Eine Autofahrt später bin ich im Refugium in der Innenstadt von Düsseldorf. Hier spielt sich gesamte Homoszene von Düsseldorf ab. Die Inhaberin, Sara, hat hier einen pulsierenden Treffpunkt geschaffen mit heißen Kellnerinnen, guter Musik und den besten Drinks der Stadt, die sogar Heterosexuelle hierher locken. Heute ist der Laden besonders voll. Es hat sich ziemlich schnell herumgesprochen, dass Sara eine neue - anscheinend extrem heiße - Bedienung eingestellt hat. Bisher habe ich sie noch nicht gesehen, dafür aber Emily, die in einer Ecke hockt und mir zuwinkt. Ich will erst so tun, als hätte ich sie nicht gesehen, aber sie macht Anstalten aufzustehen. Also laufe ich auf sie zu und setze mein nettestes Lächeln auf. "Hi Em.", begrüße ich sie knapp und lasse mich auf den Platz neben ihr fallen, die leere Sektflasche noch immer in der Hand. Auf einmal spüre ich ihren heißen Atem an meinem Ohr und ihre Hand an meinem Hals. "Hey Süße.", haucht sie und küsst mich auf den Hals. "schaut Leute, das ist meine Freundin.", sag sie dann etwas lauter zu den Leuten, die um uns herumstehen.
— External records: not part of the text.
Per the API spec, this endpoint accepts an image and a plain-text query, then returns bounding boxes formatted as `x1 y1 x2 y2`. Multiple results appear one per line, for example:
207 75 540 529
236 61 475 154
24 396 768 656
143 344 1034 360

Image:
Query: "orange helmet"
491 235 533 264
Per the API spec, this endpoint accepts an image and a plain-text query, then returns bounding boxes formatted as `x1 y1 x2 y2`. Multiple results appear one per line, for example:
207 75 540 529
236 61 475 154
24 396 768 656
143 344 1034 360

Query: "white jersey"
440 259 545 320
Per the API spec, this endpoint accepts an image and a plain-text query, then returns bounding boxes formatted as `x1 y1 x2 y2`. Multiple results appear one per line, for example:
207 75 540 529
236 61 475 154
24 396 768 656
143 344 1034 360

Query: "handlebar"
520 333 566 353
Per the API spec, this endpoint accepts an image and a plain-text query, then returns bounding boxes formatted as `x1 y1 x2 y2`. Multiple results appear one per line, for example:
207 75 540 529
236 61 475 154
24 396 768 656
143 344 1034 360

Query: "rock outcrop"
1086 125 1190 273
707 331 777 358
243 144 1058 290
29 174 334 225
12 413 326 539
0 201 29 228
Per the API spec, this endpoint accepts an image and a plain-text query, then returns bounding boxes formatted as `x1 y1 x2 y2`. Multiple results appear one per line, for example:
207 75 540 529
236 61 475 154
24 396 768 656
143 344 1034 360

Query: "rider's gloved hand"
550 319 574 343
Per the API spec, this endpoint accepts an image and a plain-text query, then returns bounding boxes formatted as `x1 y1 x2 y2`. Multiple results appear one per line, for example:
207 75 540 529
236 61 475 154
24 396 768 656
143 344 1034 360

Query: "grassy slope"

Verständnislos schaue ich Emily an. Was ist nur in sie gefahren? Ich schubse sie von mir und springe auf. "Was soll die Scheiße? Ich bin nicht deine Freundin! Ich habe ein paarmal mit dir geschlafen, aber das wars auch schon.",ich werde immer lauter. "Verdammte Scheiße, was fällt dir eigentlich ein, du verdammte ..." Ich gestikuliere wild mit meinen Armen, als mich plötzlich eine Hand an der Schulter packt. Ich drehe mich wütend um. Wer wagt es, mich so anzupacken? Und meine Welt bleibt für einen kurzen Moment stehen, ehe sie vollkommen aus den Fugen gerät.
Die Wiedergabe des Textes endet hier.